All experience is preceded by mind, led by mind, made by mind. Speak or act with a peaceful mind, and happiness follows like a never-departing shadow.

What we think, what we hold in our minds, what we hold in our hearts, that's what we create. Those are the conditions for the next moment. If I'm saying to myself, "Oh, I don't want this. I don't want this," I'm creating the energy for the next moment of "I don't want this. I don't want this." And that's the energy that I'm creating and carrying forward. If I'm someone who takes shortcuts, if I'm someone who speaks ill of others, if I'm cultivating the ill will in my heart, that's the energy that I'm carrying forward. That's the condition I'm creating for the next moment.

Those are the choices we make. Our ability to see clearly what's happening allows us to step back and say, "Wait, my intention is to be kind. My intention is to be clear." How do I want to be in this world? How do I want to live in this world? How do I want to manifest my desire to be compassionate with myself and others?

Those are the choices. Those are the choices we make. The world of the principles is a world of seeing clearly and making skillful choices. It is the path of both wisdom and compassion.
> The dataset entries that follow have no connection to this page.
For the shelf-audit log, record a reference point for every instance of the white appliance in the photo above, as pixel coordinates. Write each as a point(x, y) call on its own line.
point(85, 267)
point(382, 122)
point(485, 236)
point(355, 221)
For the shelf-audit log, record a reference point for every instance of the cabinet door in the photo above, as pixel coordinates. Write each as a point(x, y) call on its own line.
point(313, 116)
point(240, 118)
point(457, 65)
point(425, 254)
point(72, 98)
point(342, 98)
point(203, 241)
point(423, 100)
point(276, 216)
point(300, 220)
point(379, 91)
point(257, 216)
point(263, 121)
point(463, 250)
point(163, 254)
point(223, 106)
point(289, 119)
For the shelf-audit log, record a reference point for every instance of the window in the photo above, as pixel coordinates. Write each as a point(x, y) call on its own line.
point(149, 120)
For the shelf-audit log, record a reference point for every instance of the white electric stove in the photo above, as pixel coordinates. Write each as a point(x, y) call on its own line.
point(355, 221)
I wish you great wisdom and the joys of great compassion. Thank you for sharing this time with me. I'll be back in a couple of weeks. I'm going to do this again week after next. So, I'll see you again then. Good morning. Bye bye.


Footnotes

  1. Dhammapada: A collection of sayings of the Buddha in verse form and one of the most widely read and best-known Buddhist scriptures.

  2. Aṭṭhakavagga: "The Book of Eights," a section of the Sutta Nipata, considered to be one of the oldest parts of the Pali Canon.

  3. Kama Sutta: "Discourse on Desire," a text within the Aṭṭhakavagga that discusses the nature of sensual desire and the wisdom of letting it go. Not to be confused with the later Hindu text of a similar name.